In the United States, 30 percent of deaths in 2016 among young men ages 15 to 19 can be attributed to gun violence. This is significantly higher than the percentage of young men who died in motor vehicle accidents (23 percent), or of illness or disease (21 percent). All other causes of death (including non-motor vehicle accidents like drowning and poisoning) made up 26 percent of deaths in 2016.
Among young men who died in 2016, 18 percent died from homicide due to gun violence and 10 percent died from gun-inflicted suicide. Comparatively, only 12 percent of deaths were due to non-firearm homicides and suicides.

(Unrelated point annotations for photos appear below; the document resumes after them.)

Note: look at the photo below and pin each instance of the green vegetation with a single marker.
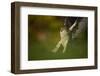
(43, 35)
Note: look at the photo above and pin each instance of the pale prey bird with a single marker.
(64, 36)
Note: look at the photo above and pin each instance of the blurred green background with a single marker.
(43, 35)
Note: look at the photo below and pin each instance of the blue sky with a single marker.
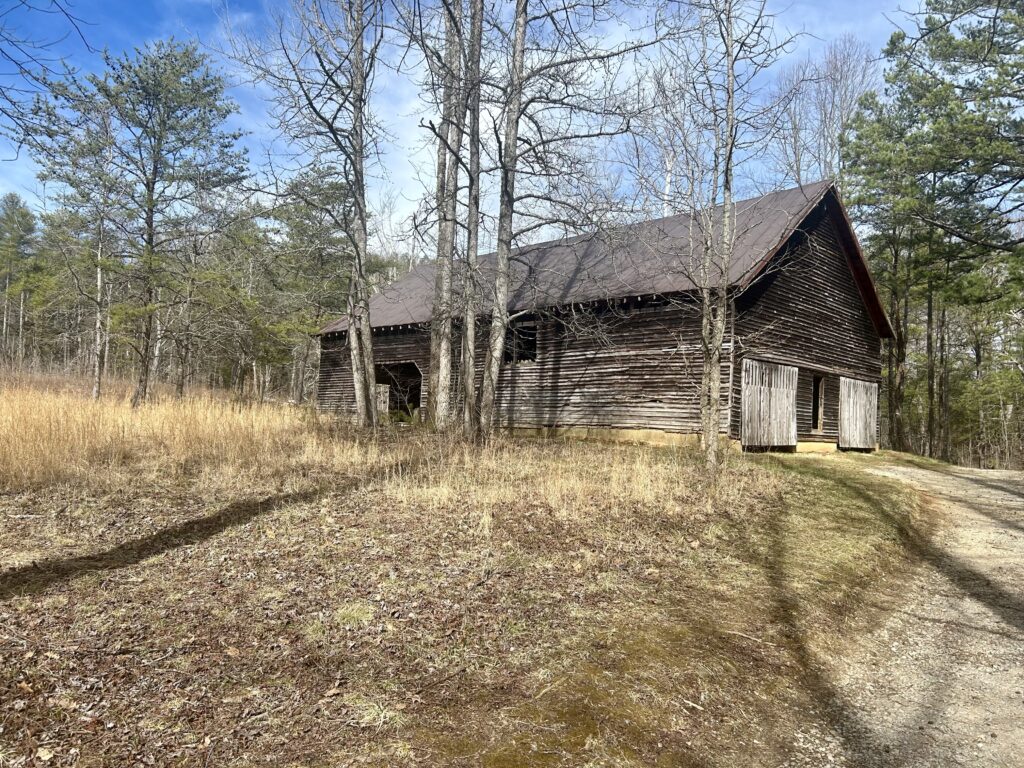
(122, 25)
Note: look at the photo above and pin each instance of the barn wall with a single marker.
(808, 311)
(335, 391)
(631, 369)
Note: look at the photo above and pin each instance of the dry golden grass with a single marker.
(52, 434)
(207, 583)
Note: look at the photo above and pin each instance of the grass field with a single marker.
(203, 583)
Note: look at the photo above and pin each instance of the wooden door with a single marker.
(769, 404)
(383, 398)
(858, 413)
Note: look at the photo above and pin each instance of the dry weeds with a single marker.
(210, 584)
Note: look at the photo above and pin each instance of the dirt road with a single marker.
(941, 681)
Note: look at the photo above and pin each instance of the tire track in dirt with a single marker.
(941, 681)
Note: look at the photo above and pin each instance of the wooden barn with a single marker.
(605, 336)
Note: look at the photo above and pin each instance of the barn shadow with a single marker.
(38, 577)
(864, 747)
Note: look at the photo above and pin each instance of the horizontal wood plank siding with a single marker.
(632, 369)
(335, 391)
(807, 311)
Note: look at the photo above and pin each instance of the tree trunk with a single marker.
(509, 159)
(360, 330)
(716, 275)
(470, 413)
(99, 358)
(930, 365)
(452, 127)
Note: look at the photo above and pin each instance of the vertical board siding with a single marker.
(807, 311)
(769, 404)
(858, 410)
(640, 368)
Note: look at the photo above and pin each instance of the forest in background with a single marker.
(165, 254)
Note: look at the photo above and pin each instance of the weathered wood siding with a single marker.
(335, 391)
(633, 368)
(807, 311)
(638, 367)
(858, 408)
(769, 404)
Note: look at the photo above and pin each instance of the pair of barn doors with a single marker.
(768, 414)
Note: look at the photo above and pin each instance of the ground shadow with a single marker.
(30, 580)
(863, 747)
(33, 579)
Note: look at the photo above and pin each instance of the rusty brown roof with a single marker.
(642, 259)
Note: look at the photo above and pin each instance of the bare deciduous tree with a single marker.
(321, 62)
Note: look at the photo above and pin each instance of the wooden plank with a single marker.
(858, 407)
(769, 404)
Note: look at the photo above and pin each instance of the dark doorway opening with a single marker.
(818, 403)
(404, 383)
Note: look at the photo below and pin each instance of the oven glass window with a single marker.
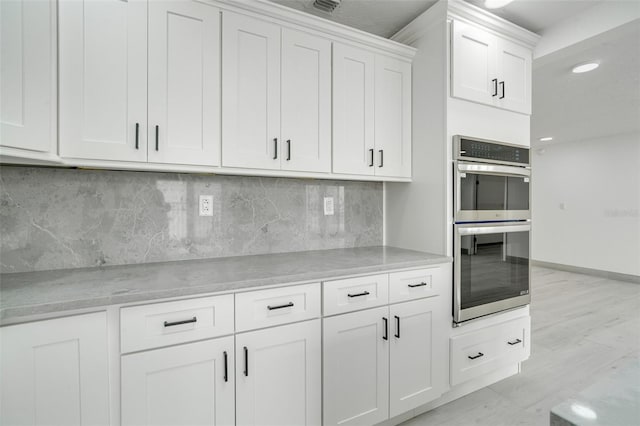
(492, 192)
(493, 267)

These data make it clear that gun violence poses an outsized threat to young men in the United States. (Across all age groups of boys and men, only two percent of deaths in 2016 were due to gun violence.)
While overall numbers and rates of deaths for youths are down about 20 percent in just 10 years, the share of young men ages 15 to 19 dying from gun violence is actually increasing. Transport and motor vehicle accident deaths, for example, were almost halved in the last 10 years (from 23 per 100,000 youth in 2006 to just 13 in 2016). To protect young people, lawmakers and industries must consider taking steps to reduce gun violence similar to those taken in previous decades to reduce deaths by motor vehicles and other accidents.